Start Date Set for Japanese Carrier Merger


Kawasaki Kisen Kaisha (K Line), Mitsui OSK Lines (MOL), and Nippon Yusen Kabushiki Kaisha (NYK) have set the launch date for a new joint venture that will operate under the tradename 'Ocean Network Express' on April 1, 2018.

The venture plans to merge the three companies’ container shipping and worldwide terminal operation businesses, excluding those in Japan, as previously announced in a notice of the agreement on October 31, 2016.

It is still not clear if the US is prepared to accept the agreement as the Federal Maritime Commission (FMC) recently threw out an application by the three carrier lines.

The FMC stated that the reason was “due to the tripartite agreement falling outside the jurisdiction of the Shipping Act of 1984”.

As a single merged company, it would be the world’s sixth biggest container operator and represent a 7% share of the global market.

It is estimated that the three Japanese ocean carrier lines will save approximately US$1 billion each year.

Establishment of a holding company is currently planned in Japan, and an operating company is planned to be incorporated in Singapore.

In addition, regional headquarters of the operating company will be set up in Singapore, Hong Kong, United Kingdom (London), United States (Richmond, VA), and Brazil (Sao Paulo).

An announcement by K Line said: “The move will allow Ocean Network Express to better meet customers’ needs by providing high-quality, competitive services through the consolidation and enhancement of the three companies’ global network and service structures.

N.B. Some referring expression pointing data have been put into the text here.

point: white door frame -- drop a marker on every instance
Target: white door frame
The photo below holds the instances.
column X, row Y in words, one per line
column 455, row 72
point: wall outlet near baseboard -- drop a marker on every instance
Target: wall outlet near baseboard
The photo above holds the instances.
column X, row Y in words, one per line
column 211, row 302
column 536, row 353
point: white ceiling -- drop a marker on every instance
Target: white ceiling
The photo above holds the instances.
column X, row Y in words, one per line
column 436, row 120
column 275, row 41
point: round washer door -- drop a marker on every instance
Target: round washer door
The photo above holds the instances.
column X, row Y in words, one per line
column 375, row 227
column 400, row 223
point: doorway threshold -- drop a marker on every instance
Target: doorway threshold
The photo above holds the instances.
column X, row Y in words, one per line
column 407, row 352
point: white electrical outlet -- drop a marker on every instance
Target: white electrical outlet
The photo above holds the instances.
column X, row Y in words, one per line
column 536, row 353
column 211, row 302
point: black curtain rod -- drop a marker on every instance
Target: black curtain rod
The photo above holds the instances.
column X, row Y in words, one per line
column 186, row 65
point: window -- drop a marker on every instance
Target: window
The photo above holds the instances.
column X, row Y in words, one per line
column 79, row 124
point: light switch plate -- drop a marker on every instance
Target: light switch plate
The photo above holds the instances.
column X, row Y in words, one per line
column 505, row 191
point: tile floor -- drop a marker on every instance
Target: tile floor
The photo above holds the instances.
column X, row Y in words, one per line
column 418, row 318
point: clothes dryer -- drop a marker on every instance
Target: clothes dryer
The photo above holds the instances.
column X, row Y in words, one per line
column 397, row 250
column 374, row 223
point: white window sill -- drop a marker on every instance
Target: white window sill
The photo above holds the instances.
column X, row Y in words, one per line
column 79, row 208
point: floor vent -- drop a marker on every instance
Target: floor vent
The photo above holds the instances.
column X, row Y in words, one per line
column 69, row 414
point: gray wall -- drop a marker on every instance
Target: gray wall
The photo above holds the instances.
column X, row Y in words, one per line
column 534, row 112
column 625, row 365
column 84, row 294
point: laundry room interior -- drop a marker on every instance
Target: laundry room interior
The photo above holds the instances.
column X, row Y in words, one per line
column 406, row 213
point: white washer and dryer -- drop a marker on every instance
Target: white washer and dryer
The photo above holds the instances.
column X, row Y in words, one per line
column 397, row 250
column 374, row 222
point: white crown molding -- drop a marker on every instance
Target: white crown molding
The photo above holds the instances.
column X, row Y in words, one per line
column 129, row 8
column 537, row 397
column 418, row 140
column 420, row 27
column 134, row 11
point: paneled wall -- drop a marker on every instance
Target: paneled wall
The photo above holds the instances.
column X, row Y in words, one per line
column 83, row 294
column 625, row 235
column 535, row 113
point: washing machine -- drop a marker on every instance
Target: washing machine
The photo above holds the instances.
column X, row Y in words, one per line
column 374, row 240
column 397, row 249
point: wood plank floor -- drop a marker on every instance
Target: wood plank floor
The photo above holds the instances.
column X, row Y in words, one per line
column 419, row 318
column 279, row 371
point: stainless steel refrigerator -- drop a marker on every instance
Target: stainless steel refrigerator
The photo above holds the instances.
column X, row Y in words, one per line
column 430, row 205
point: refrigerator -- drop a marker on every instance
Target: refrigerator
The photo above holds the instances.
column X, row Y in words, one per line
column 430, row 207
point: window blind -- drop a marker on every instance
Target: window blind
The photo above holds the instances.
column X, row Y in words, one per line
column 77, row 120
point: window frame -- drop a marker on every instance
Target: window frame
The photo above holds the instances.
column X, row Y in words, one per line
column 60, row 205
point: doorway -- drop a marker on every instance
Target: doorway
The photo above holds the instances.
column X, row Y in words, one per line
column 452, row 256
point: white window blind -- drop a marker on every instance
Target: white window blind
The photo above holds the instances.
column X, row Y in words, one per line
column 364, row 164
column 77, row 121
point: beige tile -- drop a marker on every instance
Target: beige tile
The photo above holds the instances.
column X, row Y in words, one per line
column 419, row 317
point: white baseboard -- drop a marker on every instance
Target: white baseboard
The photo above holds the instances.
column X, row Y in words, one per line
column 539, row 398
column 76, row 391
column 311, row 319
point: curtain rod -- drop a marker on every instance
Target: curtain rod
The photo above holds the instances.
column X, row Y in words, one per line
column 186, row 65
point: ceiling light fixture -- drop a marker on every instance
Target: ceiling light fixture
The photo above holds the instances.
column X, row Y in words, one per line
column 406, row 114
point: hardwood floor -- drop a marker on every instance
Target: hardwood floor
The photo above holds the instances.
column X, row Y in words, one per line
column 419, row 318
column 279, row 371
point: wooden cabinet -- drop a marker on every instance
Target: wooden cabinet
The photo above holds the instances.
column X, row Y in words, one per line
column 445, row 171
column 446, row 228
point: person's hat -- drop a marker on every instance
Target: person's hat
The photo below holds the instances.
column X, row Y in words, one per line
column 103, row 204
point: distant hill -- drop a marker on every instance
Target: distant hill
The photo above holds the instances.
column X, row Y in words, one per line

“The establishment of new joint venture will officially be announced once all anti-trust reviews are completed.”

The merger may be able to help NYK Line and K Line return to profitability after the two carrier lines suffered multi-million dollar losses in the first nine months of the fiscal year beginning April 1, 2016.

After it reported a $168 million profit at the start of 2017, MOL set out a plan to increase the figure to US$1.337 billion to $1.782 billion by 2027 through improvements across all segments of the business, especially in containership operations.